With the new technique, surgeons could spot clusters of cancer cells as small as one tenth of a millimetre across, compared with around 3mm using visual and manual inspections. Doctors believe it will reduce relapses in the disease, caused by malignant tissue re-growing after patients have had surgery.

"Ovarian cancer is notoriously difficult to see, and this technique allowed surgeons to spot a tumour 30 times smaller than the smallest they could detect using standard techniques," said Philip Low at Purdue University in Indiana. "By dramatically improving the detection of the cancer, by literally lighting it up, cancer removal is dramatically improved."

Doctors performed operations on 10 women aged 41 to 76. Five had benign tumours, four had malignant cancer and one had a borderline tumour.

Before surgery, patients were injected with a liquid that contained a fluorescent dye attached to a chemical called folate. These build up in ovarian tumours because they contain more "folate receptors" than healthy tissue. During surgery, patients lay under a camera system that shone laser light on to the body. It detected which cells fluoresced and displayed them on a screen beside the patients.

"You see the image in real time as you work. You can zoom in and operate using the fluorescence," said Gooitzen van Dam, a cancer surgeon who led the study at Groningen University in the Netherlands.

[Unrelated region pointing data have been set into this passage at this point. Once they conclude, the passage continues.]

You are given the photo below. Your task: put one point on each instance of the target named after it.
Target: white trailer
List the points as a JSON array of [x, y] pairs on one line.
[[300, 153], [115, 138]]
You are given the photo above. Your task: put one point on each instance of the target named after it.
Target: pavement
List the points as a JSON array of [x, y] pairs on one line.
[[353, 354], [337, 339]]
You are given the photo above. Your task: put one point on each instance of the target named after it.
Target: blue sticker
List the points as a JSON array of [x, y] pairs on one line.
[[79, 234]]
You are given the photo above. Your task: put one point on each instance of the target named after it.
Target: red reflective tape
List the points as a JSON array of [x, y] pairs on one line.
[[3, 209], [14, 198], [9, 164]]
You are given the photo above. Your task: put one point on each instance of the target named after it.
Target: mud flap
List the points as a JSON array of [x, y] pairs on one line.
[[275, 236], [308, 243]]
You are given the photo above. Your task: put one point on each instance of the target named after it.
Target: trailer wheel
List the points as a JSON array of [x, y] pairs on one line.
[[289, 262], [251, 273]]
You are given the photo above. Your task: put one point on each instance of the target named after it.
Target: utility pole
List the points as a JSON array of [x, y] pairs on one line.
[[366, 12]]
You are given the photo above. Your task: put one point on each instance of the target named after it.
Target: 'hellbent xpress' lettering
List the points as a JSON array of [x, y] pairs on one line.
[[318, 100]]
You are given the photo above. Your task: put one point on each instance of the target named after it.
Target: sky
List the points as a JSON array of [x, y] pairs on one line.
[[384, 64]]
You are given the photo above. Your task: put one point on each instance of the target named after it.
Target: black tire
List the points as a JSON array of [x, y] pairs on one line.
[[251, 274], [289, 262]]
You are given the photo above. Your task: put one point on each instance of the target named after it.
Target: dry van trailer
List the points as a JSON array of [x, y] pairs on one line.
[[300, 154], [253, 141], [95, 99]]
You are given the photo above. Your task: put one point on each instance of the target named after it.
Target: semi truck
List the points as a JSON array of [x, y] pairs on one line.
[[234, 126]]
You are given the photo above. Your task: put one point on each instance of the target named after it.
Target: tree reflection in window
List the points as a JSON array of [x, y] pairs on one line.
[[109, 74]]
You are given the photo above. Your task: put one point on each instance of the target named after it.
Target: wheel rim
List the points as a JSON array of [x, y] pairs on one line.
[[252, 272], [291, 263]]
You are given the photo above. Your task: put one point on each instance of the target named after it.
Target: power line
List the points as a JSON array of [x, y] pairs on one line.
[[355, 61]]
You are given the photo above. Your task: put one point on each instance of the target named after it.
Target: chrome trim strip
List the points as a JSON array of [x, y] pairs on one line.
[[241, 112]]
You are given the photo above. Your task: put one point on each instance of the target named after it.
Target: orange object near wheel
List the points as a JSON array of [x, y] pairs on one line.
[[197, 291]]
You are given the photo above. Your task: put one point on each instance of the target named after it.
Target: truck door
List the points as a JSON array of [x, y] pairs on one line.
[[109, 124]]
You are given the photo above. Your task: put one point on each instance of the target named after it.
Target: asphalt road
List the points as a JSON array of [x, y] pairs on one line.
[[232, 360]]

The operations are described in the journal Nature Medicine.

The surgeons found on average 34 tumours, compared with just seven picked up by traditional observations alone.

"This system is very easy to use and fits seamlessly into the way surgeons do open and laparoscopic surgery, which is the direction most surgeries are headed in the future," Van Dam said. "I foresee it becoming a new standard in cancer surgery in a very short time."

Much larger trials over longer periods are needed before doctors can be sure the procedure improves survival from ovarian cancer, but it is known already that follow-up treatments, including chemotherapy and radiotherapy, are more successful when less cancerous tissue is left in the body.

"What we are really after is a better outcome for patients, but if we had instead designed the clinical trial to evaluate the impact of fluorescence-guided surgery on life expectancy, we would have had to follow patients for years," Low said.

"By instead evaluating if we can identify and remove more malignant tissue with the aid of fluorescence imaging, we are able to quantify the impact of this novel approach within two hours after surgery. We hope this will allow the technology to be approved for general use in a much shorter time."

The team has ethical approval to trial the system on breast cancer patients and expects to perform several operations in the next two months. The method should reduce cases where too much breast tissue is removed, a problem that can lead to more mastectomies and more complex cosmetic surgery after cancer treatment.